Public Bodies Corrupt Practice Act 1889
- Parliament of the United Kingdom
- Long title: An Act for the more effectual Prevention and Punishment of Bribery and Corruption of and by Members, Officers, or Servants of Corporations, Councils, Boards, Commissions, or other Public Bodies.
- Citation: 52 & 53 Vict. c. 69
- Territorial extent: United Kingdom

Dates
- Royal assent: 30 August 1889
- Commencement: 30 August 1889
- Repealed: United Kingdom: 1 July 2011; Republic of Ireland: 30 July 2018;

Other legislation
- Amended by: Costs in Criminal Cases Act 1908; Criminal Law Act 1967; Criminal Justice Act 1988; Anti-terrorism, Crime and Security Act 2001;
- Repealed by: United Kingdom: Bribery Act 2010; Republic of Ireland: Criminal Justice (Corruption Offences) Act 2018;

Status: Repealed

Text of statute as originally enacted

Revised text of statute as amended

Text of the Public Bodies Corrupt Practices Act 1889 as in force today (including any amendments) within the United Kingdom, from legislation.gov.uk.

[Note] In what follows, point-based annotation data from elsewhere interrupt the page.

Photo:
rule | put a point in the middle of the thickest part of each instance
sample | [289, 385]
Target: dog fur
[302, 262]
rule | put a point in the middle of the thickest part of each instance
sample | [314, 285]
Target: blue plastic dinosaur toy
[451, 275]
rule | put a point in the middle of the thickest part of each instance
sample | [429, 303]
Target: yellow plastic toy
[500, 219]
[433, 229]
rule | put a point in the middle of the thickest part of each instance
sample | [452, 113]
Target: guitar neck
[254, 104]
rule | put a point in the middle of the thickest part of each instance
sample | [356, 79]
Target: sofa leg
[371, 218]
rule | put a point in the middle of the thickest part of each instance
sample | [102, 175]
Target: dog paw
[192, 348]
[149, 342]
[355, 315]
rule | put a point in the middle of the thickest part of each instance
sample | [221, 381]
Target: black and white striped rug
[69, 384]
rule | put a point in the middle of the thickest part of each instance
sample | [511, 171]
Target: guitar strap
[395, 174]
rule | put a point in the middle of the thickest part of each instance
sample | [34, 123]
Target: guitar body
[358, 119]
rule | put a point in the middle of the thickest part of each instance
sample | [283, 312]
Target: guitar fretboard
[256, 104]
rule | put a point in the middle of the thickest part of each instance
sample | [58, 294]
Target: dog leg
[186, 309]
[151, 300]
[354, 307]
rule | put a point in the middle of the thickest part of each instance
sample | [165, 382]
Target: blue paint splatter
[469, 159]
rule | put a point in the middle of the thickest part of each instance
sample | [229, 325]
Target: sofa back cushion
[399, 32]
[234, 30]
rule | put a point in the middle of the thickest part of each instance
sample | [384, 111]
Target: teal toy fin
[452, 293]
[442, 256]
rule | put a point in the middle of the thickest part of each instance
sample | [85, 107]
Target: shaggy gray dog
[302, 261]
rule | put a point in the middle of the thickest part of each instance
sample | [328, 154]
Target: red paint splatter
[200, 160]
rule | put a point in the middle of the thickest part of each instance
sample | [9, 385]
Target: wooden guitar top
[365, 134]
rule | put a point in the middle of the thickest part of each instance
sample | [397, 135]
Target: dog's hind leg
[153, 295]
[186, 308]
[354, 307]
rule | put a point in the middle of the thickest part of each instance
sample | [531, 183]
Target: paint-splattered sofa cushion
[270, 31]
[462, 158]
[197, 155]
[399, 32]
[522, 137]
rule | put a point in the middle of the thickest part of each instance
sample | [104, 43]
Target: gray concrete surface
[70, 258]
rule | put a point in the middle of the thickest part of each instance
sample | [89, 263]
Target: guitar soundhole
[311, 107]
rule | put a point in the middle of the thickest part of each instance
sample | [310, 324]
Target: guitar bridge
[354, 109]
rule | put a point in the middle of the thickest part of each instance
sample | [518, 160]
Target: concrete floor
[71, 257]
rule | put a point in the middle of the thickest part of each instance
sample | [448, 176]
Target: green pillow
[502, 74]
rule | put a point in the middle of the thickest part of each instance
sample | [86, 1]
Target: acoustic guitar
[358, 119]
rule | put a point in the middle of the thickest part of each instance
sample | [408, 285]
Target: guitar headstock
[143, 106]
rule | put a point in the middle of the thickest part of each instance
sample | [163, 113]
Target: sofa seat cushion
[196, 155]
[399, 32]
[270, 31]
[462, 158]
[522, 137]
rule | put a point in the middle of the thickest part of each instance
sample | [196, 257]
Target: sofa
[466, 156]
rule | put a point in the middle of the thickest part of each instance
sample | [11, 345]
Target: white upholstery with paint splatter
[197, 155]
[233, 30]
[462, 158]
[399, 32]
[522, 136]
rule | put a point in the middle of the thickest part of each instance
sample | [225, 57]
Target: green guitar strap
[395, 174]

= Public Bodies Corrupt Practices Act 1889 =

Act of the Parliament of the United Kingdom

The Public Bodies Corrupt Practices Act 1889 (52 & 53 Vict. c. 69) was an act of the Parliament of the United Kingdom of Great Britain and Ireland (as it was then). It was one of the Prevention of Corruption Acts 1889 to 1916, a collective title adopted in 1916.

The act made the active or passive bribery of a member, officer or servant of a public body a criminal offence.

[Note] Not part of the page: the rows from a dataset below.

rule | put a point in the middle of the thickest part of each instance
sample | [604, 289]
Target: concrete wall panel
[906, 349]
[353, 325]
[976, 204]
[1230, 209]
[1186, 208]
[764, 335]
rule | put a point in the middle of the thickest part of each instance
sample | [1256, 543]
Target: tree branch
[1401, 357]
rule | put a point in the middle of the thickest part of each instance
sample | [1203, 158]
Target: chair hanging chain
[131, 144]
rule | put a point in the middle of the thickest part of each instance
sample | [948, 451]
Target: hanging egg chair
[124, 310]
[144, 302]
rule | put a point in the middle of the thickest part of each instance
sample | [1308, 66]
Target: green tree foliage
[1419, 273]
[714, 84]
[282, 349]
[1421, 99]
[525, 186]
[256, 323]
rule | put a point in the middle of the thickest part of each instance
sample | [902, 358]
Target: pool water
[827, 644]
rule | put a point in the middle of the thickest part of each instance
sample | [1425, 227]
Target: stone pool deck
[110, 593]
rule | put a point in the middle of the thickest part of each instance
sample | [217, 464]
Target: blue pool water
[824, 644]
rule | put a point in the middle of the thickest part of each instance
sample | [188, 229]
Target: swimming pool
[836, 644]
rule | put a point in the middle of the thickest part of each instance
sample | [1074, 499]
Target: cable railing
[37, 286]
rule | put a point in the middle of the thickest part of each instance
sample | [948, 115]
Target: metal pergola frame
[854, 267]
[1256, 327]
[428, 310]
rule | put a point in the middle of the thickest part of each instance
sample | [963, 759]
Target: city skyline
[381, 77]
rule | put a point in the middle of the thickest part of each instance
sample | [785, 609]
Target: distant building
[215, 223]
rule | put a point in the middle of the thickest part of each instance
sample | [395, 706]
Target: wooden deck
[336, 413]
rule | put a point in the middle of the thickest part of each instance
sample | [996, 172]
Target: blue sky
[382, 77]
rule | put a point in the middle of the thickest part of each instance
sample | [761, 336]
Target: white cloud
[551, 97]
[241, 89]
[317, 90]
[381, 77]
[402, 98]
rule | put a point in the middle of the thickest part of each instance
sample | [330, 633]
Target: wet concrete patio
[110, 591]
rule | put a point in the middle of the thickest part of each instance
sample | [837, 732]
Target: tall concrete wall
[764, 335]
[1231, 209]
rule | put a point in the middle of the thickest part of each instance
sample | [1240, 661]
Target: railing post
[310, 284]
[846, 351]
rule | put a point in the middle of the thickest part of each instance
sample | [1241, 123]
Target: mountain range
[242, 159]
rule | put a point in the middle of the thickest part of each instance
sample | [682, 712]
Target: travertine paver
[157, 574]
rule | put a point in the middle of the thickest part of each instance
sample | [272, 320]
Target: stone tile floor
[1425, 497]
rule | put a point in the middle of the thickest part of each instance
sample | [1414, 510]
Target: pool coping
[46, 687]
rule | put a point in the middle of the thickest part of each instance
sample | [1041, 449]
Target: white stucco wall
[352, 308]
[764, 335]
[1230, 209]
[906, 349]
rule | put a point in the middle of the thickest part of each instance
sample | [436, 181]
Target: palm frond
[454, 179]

Specifically, the act prohibited a person covered by the act, whether by himself, or in conjunction with any other person, from corruptly soliciting or receiving, or agreeing to receive, for himself, or any other person, any gift, loan, fee, reward or advantage whatever as an inducement to, or reward for, doing or forbearing to do anything in respect of any matter or transaction whatsoever, actual or proposed, in which the public body is concerned. A person may also not corruptly promise, or offer, any gift, loan, fee, reward, or advantage whatsoever, to any person, whether for the benefit of that person, or of another person, as an inducement to or reward for doing or forbearing to do anything in respect of any matter or transaction whatsoever, actual or proposed; in which the public body is concerned.

Offences under the act required the consent of the attorney general to proceed with a prosecution. In relation to offences created by the act, the burden of proof was on the defendant to show (on the balance of probabilities) that the money, gift, or other consideration was not received corruptly.

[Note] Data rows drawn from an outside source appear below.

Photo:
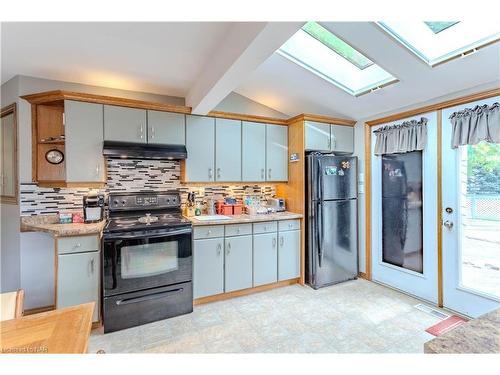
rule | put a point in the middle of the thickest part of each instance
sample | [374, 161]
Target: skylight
[437, 42]
[337, 45]
[321, 52]
[439, 26]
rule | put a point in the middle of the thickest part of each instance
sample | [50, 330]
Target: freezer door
[336, 255]
[337, 177]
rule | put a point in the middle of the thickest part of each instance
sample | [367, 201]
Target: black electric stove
[147, 260]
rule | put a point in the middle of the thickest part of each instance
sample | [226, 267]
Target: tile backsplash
[129, 175]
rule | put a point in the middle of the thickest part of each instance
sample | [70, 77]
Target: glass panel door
[404, 220]
[471, 222]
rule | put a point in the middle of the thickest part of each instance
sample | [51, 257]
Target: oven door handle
[128, 301]
[118, 236]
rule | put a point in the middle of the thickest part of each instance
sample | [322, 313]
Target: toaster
[278, 204]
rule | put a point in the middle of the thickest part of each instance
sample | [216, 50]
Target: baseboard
[244, 292]
[38, 310]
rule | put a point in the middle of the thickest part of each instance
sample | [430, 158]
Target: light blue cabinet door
[208, 267]
[124, 124]
[288, 255]
[200, 144]
[78, 280]
[253, 151]
[238, 263]
[84, 138]
[227, 150]
[166, 128]
[265, 258]
[342, 139]
[317, 136]
[277, 153]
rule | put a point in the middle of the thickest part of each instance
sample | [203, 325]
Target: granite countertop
[481, 335]
[50, 224]
[244, 218]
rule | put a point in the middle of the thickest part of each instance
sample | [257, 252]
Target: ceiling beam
[246, 46]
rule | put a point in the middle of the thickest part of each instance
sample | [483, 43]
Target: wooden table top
[59, 331]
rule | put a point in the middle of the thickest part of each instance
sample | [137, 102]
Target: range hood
[130, 150]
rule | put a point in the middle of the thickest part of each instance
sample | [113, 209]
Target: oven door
[137, 261]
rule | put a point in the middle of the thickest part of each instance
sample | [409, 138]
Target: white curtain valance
[473, 125]
[406, 137]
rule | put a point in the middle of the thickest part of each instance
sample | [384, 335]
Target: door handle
[448, 224]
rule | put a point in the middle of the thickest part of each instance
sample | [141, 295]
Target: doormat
[446, 325]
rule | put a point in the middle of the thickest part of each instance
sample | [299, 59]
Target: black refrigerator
[332, 219]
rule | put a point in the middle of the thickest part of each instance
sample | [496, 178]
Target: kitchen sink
[212, 217]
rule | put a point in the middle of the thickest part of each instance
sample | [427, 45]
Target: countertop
[50, 224]
[244, 218]
[58, 331]
[481, 335]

In March 2006, the Metropolitan Police confirmed that, following complaints by the Scottish National Party and others, they were investigating possible breaches of the act. A total of £14 million in loans was given by wealthy individuals to Labour during the 2005 general election campaign and four of these men were subsequently nominated for Life Peerages. (See main article Cash for Peerages.)

== Subsequent developments ==
Section 6 of the act was repealed for England and Wales by section 10(2) of, and part II of schedule 3 to, the Criminal Law Act 1967, which came into force on 1 January 1968.

Section 3 was repealed by the Criminal Justice Act 1988 and the entire act was repealed by the coming into force of the Bribery Act 2010.